El monje se levantó y fue a buscar una toalla y una palangana que tenía colocadas sobre una cómoda. Se acercó de nuevo, me lavó la cara y el cuello y volvió a taparme después con una especie de edredón rugoso. Entonces hizo un gesto como si fuera a marcharse.

—¿Has hablado personalmente con Malcolm? —le pregunté antes de que saliera—. ¿Sabes cómo se encuentra?

—Sólo hablé con él unos minutos, cuando tú ya estabas fuera de peligro.

—Pero ¿cómo lo viste?

—Sinceramente, lo encontré bastante obsesionado con… todo esto. Está convencido de que el atentado de la carretera está relacionado con la muerte de Lobsang Singay.

Me retorcí de dolor por la tensión que me produjo de nuevo pensar otra vez en Asha y sentirme cada vez más responsable de lo ocurrido. Un remolino de bilis subió desde el estómago hasta la boca mientras me estallaban las sienes.

—Ya lo hablarás con él.

Traté de cambiar de postura. Ahora al menos conseguí inclinarme hacia un lado.
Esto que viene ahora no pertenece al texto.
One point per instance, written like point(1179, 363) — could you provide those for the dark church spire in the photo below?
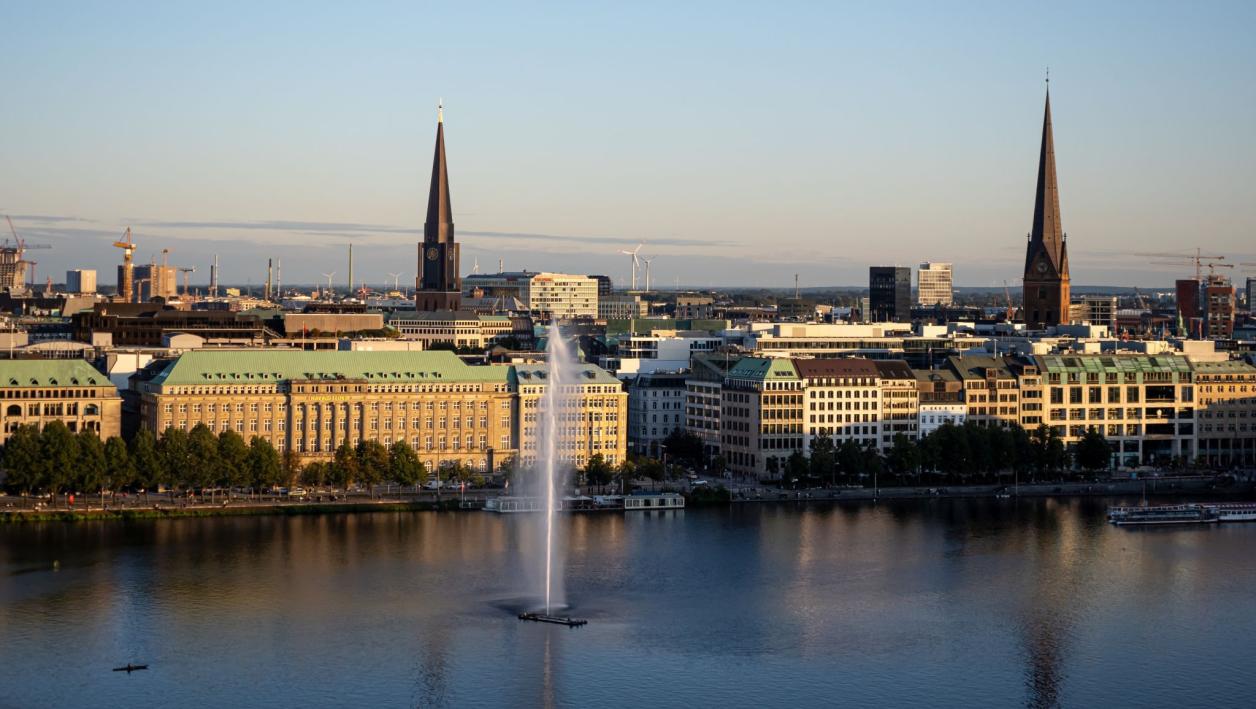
point(438, 228)
point(1046, 233)
point(438, 278)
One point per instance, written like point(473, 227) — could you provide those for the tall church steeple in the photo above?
point(1046, 257)
point(438, 280)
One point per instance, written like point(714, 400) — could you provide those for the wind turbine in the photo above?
point(634, 263)
point(647, 260)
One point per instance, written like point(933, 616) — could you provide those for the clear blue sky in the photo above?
point(742, 143)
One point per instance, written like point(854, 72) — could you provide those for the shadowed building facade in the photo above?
point(1046, 258)
point(438, 284)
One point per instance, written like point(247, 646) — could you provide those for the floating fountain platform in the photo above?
point(555, 620)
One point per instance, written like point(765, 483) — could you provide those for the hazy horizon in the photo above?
point(740, 143)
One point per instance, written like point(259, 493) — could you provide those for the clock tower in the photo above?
point(1046, 258)
point(438, 284)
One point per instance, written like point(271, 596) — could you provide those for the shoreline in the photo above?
point(1158, 488)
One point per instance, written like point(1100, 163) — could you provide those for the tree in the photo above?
point(23, 460)
point(261, 464)
point(314, 474)
point(147, 459)
point(234, 461)
point(824, 463)
point(904, 455)
point(683, 446)
point(202, 449)
point(117, 464)
point(598, 472)
point(1093, 451)
point(796, 467)
point(850, 459)
point(405, 468)
point(292, 465)
point(373, 461)
point(176, 456)
point(89, 468)
point(59, 451)
point(344, 465)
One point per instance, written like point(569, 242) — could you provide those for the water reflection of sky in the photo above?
point(943, 602)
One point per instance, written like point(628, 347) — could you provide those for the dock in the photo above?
point(555, 620)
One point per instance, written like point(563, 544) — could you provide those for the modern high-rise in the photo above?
point(889, 293)
point(440, 287)
point(1218, 298)
point(933, 284)
point(1046, 258)
point(81, 280)
point(1187, 296)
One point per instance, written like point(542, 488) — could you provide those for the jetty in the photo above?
point(557, 620)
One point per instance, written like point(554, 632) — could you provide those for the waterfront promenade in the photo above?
point(734, 492)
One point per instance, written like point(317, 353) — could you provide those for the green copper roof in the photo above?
point(49, 372)
point(764, 368)
point(270, 366)
point(585, 373)
point(1098, 363)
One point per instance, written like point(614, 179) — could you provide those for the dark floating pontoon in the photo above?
point(555, 620)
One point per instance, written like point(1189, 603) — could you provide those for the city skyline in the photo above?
point(838, 169)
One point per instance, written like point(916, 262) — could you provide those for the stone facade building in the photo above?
point(40, 391)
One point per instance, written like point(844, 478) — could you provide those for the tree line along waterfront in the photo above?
point(54, 460)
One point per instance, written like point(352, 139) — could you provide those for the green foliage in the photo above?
point(23, 460)
point(344, 467)
point(683, 446)
point(263, 467)
point(59, 450)
point(202, 451)
point(89, 469)
point(176, 456)
point(1093, 451)
point(373, 461)
point(598, 472)
point(117, 464)
point(234, 469)
point(405, 468)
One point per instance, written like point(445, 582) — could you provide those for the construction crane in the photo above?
point(1198, 259)
point(126, 289)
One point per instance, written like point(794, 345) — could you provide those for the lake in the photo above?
point(945, 602)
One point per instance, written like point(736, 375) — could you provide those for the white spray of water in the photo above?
point(559, 363)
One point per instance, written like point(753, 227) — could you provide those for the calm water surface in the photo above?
point(940, 604)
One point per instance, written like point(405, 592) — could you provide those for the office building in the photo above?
point(81, 280)
point(1218, 316)
point(595, 411)
point(933, 285)
point(656, 410)
point(889, 294)
point(39, 391)
point(761, 416)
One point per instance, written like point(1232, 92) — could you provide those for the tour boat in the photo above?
point(1232, 512)
point(1161, 514)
—¿Cuánto tiempo estuvo Martha pensando que yo…?

El lama negó con la cabeza, volvió a darse la vuelta para salir de la sala y ya no se lo impedí.
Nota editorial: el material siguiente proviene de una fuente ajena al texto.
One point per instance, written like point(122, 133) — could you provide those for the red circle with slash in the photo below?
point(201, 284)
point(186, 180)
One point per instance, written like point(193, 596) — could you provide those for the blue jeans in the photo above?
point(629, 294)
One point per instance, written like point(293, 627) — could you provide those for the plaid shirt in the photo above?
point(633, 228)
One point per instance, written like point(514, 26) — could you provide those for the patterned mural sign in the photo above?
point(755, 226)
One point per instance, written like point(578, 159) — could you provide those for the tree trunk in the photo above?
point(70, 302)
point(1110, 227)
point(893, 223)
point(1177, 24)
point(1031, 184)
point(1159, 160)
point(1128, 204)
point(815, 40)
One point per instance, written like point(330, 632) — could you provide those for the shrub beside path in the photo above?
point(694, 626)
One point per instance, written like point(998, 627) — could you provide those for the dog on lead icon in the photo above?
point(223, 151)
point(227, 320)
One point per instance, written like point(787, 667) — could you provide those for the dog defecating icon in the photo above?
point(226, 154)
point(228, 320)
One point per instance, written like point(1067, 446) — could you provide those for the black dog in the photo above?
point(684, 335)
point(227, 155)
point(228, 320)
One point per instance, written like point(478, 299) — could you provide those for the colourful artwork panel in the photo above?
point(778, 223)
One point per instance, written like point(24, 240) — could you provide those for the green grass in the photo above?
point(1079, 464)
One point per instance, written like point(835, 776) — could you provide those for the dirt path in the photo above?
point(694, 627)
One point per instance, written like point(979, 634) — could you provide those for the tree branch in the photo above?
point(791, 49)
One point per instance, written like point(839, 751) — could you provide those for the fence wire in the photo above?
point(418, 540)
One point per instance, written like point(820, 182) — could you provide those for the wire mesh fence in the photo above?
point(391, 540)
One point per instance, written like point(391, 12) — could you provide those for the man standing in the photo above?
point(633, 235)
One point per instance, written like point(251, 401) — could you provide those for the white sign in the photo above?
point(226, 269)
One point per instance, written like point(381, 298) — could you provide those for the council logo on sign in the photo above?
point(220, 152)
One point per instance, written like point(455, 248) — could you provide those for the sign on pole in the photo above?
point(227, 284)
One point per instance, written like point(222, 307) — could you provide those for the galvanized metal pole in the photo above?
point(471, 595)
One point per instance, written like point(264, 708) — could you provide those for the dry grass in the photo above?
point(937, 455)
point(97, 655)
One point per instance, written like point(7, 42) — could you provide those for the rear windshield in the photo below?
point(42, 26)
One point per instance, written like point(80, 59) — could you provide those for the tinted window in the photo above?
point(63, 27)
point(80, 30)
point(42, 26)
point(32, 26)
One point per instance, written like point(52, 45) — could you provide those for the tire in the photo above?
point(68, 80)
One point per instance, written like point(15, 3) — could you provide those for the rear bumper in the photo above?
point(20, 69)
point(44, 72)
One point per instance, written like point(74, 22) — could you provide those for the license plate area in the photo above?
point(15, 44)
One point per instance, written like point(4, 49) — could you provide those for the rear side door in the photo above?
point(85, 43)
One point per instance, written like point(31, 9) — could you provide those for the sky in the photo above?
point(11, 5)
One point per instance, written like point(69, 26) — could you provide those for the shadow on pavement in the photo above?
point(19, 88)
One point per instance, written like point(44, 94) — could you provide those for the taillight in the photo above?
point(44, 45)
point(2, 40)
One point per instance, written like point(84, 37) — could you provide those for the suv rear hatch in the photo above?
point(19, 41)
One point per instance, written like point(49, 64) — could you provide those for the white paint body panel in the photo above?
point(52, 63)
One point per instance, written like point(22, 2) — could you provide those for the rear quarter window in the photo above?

Fuera de aquel monasterio todos pensaron que era mi cuerpo y no el del desgraciado autoestopista pelirrojo sin nombre el que se había carbonizado en el interior del vehículo. Supuse que Malcolm se habría ocupado de averiguar su identidad para comunicarlo al consulado de su país y a sus familiares una vez que el cadáver hubiera llegado a Delhi. Quizá sería bueno, me decía, que aquellos que hicieron estallar la bomba siguiesen pensando que era yo quien había perecido con los otros. Entonces se abalanzaban sobre mí de nuevo los rostros de Asha y del extranjero. Las lágrimas estallaban y me faltaba el aire. Y de nuevo necesitaba levantarme de aquella manta y hacer algo. Estaba claro que habían tratado de eliminarme antes de que metiese más aún la cabeza en aquella trama.
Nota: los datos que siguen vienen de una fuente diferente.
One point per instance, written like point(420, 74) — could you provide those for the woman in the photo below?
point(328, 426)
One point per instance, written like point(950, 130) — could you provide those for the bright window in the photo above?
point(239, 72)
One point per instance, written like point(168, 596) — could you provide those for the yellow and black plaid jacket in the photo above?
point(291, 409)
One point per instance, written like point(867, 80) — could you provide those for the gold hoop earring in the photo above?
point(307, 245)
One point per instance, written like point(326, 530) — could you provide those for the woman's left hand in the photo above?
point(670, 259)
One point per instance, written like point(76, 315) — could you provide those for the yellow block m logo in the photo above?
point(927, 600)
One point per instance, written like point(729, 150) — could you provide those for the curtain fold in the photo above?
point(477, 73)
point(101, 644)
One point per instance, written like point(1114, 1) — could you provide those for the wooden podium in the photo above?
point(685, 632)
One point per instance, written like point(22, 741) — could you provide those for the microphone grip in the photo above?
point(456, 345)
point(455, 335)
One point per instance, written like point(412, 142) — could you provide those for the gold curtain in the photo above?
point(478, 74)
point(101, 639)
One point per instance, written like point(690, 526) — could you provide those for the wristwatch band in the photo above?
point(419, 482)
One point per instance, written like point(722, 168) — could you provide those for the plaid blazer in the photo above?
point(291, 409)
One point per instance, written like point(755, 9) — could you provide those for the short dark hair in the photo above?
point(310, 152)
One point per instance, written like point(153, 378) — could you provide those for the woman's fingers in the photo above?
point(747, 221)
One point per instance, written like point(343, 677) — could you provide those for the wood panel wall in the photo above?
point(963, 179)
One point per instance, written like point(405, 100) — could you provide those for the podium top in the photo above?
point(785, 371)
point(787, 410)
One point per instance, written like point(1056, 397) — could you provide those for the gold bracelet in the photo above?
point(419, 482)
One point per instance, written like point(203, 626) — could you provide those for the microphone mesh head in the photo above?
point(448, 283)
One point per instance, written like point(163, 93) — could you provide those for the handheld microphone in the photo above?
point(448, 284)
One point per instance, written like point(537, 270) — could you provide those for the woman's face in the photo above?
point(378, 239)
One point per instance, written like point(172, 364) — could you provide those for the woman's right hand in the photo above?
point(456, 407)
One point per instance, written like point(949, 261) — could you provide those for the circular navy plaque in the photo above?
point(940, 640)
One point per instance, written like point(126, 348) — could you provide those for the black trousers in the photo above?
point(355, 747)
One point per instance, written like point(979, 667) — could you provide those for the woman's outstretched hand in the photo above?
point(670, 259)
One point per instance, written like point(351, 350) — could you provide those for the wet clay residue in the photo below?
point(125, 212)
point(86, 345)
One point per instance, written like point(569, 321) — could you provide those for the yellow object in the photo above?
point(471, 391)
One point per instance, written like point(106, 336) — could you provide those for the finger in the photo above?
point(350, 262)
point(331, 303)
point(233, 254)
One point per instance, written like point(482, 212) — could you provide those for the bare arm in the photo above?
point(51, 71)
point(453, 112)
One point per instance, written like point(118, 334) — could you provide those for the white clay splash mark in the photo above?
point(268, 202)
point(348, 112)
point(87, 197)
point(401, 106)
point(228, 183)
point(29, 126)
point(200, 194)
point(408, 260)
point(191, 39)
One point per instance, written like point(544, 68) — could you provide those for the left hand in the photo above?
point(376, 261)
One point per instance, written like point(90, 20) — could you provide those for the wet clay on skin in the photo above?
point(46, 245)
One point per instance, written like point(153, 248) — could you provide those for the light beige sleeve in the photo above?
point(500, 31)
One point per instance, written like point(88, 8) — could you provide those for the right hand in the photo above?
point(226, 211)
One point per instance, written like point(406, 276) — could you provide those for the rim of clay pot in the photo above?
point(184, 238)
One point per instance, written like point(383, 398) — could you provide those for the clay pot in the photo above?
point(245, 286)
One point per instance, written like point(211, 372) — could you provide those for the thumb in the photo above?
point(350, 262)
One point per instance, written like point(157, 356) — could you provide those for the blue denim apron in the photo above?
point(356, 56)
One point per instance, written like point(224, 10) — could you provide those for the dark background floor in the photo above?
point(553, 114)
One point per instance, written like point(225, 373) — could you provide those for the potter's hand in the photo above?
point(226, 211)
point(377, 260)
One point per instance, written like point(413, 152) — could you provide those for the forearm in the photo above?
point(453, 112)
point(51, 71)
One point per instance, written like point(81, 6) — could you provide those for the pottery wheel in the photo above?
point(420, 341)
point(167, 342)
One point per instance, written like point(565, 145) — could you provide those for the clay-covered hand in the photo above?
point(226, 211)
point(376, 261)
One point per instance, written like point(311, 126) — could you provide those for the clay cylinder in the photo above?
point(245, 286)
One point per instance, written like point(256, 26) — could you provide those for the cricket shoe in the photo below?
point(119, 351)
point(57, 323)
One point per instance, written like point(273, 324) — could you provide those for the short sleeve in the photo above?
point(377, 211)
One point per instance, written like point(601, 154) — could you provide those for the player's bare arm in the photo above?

El monje había dejado junto a mi lecho unos cuantos periódicos. Calificaban el atentado como una nueva acción aleatoria de los terroristas que, desde Pakistán, azotaban la región vecina de Cachemira. Quizá no había complots que destapar, como dijo Luc Renoir en la fiesta del hotel Imperial. Quizá el asesinato de Singay también respondía a un hecho trágicamente aleatorio. «El hierro de las armas en el área en disputa está de nuevo candente», rezaba un diario, y me hizo estremecer. No podía imaginarme siendo abono de titulares para vender prensa. Y mucho menos Asha. Asha… «Ningún grupo terrorista había penetrado antes hasta el enclave budista de Dharamsala, y en esta primera vez la mala fortuna sorprendió a un consultor de proyectos humanitarios de visita en la región y a una de las asistentes del embajador de Inglaterra en Delhi», decía otro diario.

Capítulo 10

Un rato después de que el lama se marchase noté cómo alguien abría la puerta. Esperaba ver aparecer a Malcolm, pero no fue él quien se adentró en la sala. Entorné los ojos para no cegarme con la luz naranja que entraba y volví a mirar, pero ni siquiera entonces me convencí de que fuera cierto.

Era Martha, a quien creía tan lejos, hasta sentirme agónicamente solo en aquel cuarto de cera y basta seda bordada.

No podía hablar. No le pedí que se acercase, ni me permití llorar aunque se me rompían los ojos, para que no desapareciera. Cerré los puños apresando el borde de la manta. Quería prolongar aquel instante. Ella permanecía de pie. Ni siquiera la emoción que sentía alteraba sus movimientos suaves. Trataba de hacer algún gesto rutinario y llevaba la mano hacia el pelo rubio para recoger los bucles que se escapaban de la coleta. La tenía allí, envuelta en un aura vaporosa; la luz del exterior realzaba su contorno. Apenas acerté a pronunciar las primeras palabras.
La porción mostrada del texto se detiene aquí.